You can set default_statistics_target
at the session level using the SET
command. To apply it globally, set it in the postgresql.conf
file and reload the configuration.
When to run ANALYZE
It is recommended to run ANALYZE
in the following situations:
After loading data
After executing a
CREATE INDEX
commandAfter
INSERT
,UPDATE
, orDELETE
operations that significantly change the data
ANALYZE
only requires a read lock on the table, so it can run in parallel with other database operations. However, for performance reasons, it is not recommended to run ANALYZE
at the same time as INSERT
, UPDATE
, DELETE
, CREATE INDEX
, or data loading operations.
Note
SynxDB improves the behavior of ANALYZE
on partitioned tables. When you explicitly run statistics collection on a leaf partition (for example, ANALYZE sales_1_prt_p2023
), the system no longer updates statistics for the root or other partitions. Only when ANALYZE
is run on the root table (for example, ANALYZE sales
), will statistics for the entire table, including all child partitions, be refreshed.
This change gives you finer control over statistics maintenance and avoids unnecessary updates. In practice, it is recommended to selectively analyze specific partitions or the entire table based on data change patterns.

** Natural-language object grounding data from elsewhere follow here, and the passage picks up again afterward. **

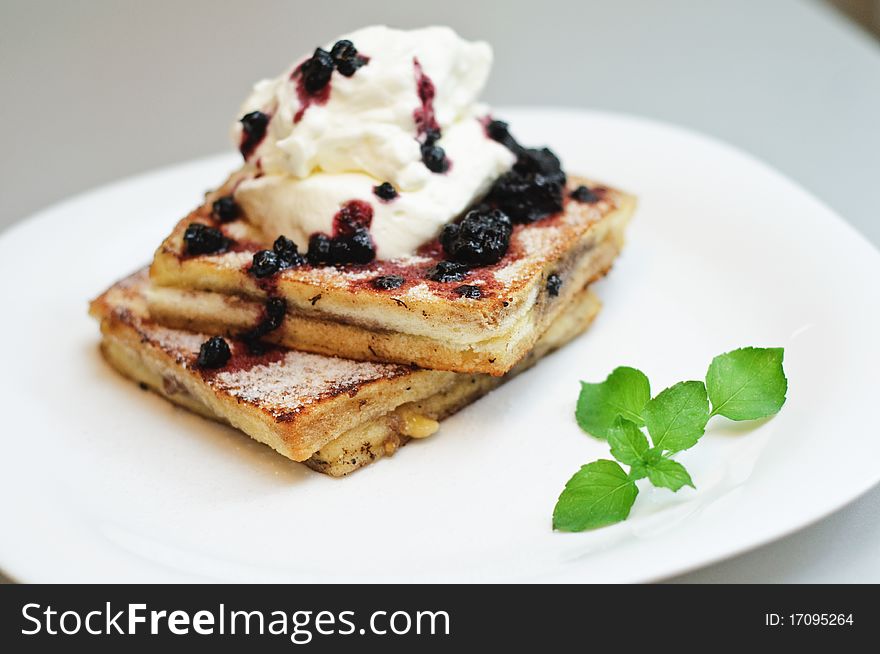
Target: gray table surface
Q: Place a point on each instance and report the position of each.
(99, 90)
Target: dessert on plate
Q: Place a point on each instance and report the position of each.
(333, 414)
(386, 253)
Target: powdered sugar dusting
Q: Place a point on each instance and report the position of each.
(300, 379)
(282, 387)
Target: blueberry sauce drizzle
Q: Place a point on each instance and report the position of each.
(350, 241)
(427, 128)
(313, 76)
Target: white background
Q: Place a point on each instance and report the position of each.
(95, 91)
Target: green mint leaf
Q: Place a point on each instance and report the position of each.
(628, 443)
(666, 473)
(640, 470)
(677, 417)
(598, 494)
(623, 393)
(747, 384)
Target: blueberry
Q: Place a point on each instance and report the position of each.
(319, 249)
(554, 283)
(584, 194)
(434, 158)
(533, 189)
(432, 135)
(254, 129)
(265, 264)
(214, 353)
(388, 282)
(201, 239)
(273, 315)
(346, 57)
(225, 209)
(288, 252)
(316, 71)
(448, 271)
(470, 292)
(385, 191)
(276, 309)
(481, 238)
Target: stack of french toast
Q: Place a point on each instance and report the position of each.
(288, 305)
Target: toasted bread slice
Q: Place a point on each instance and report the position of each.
(337, 310)
(333, 414)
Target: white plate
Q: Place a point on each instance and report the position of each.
(103, 482)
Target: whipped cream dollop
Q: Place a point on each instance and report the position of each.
(324, 149)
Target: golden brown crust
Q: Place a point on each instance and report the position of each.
(337, 311)
(343, 416)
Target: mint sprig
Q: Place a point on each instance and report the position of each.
(745, 384)
(624, 393)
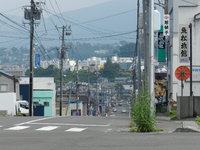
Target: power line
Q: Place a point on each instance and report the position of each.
(110, 16)
(98, 37)
(12, 27)
(13, 22)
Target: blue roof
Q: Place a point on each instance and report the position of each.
(6, 73)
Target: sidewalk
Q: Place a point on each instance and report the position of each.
(170, 126)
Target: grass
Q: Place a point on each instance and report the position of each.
(133, 128)
(197, 119)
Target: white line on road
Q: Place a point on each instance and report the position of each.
(76, 129)
(18, 128)
(28, 122)
(71, 124)
(48, 128)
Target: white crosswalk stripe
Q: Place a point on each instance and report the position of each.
(75, 129)
(48, 128)
(18, 128)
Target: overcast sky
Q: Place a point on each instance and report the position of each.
(13, 7)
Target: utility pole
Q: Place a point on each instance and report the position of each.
(88, 103)
(31, 58)
(151, 58)
(77, 89)
(32, 13)
(148, 8)
(65, 31)
(138, 50)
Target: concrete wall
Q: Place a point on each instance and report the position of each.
(188, 106)
(7, 103)
(8, 81)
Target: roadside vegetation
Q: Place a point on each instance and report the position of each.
(143, 118)
(172, 115)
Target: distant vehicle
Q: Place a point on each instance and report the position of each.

Configure automatic statistics collection
The configuration parameters gp_autostats_mode
and gp_autostats_on_change_threshold
determine when automatic statistics collection is triggered. When triggered, the optimizer will include an ANALYZE
step during query execution.
By default, gp_autostats_mode
is set to none
. If you set it to on_no_stats
, statistics will be automatically collected when the table owner performs CREATE TABLE AS SELECT
, INSERT
, or COPY
operations on a table that currently has no statistics.
If gp_autostats_mode
is set to on_change
, statistics will only be collected when the number of affected rows exceeds the threshold defined by gp_autostats_on_change_threshold
. The default threshold is 2147483647
. In this mode, when the table owner performs CREATE TABLE AS SELECT
, UPDATE
, DELETE
, INSERT
, or COPY
, and the affected row count exceeds the threshold, automatic statistics collection will be triggered.
In addition, if the server parameter gp_autostats_allow_nonowner
is set to true
, SynxDB will collect statistics even when a non-owner user is the first to perform an INSERT
or COPY
operation, provided that:
gp_autostats_mode
is set toon_no_stats
.
Setting gp_autostats_mode
to none
disables automatic statistics collection entirely.
For partitioned tables, inserting data into the top-level parent table does not trigger automatic statistics collection. However, inserting directly into a leaf partition (which physically stores the data) does trigger automatic statistics collection.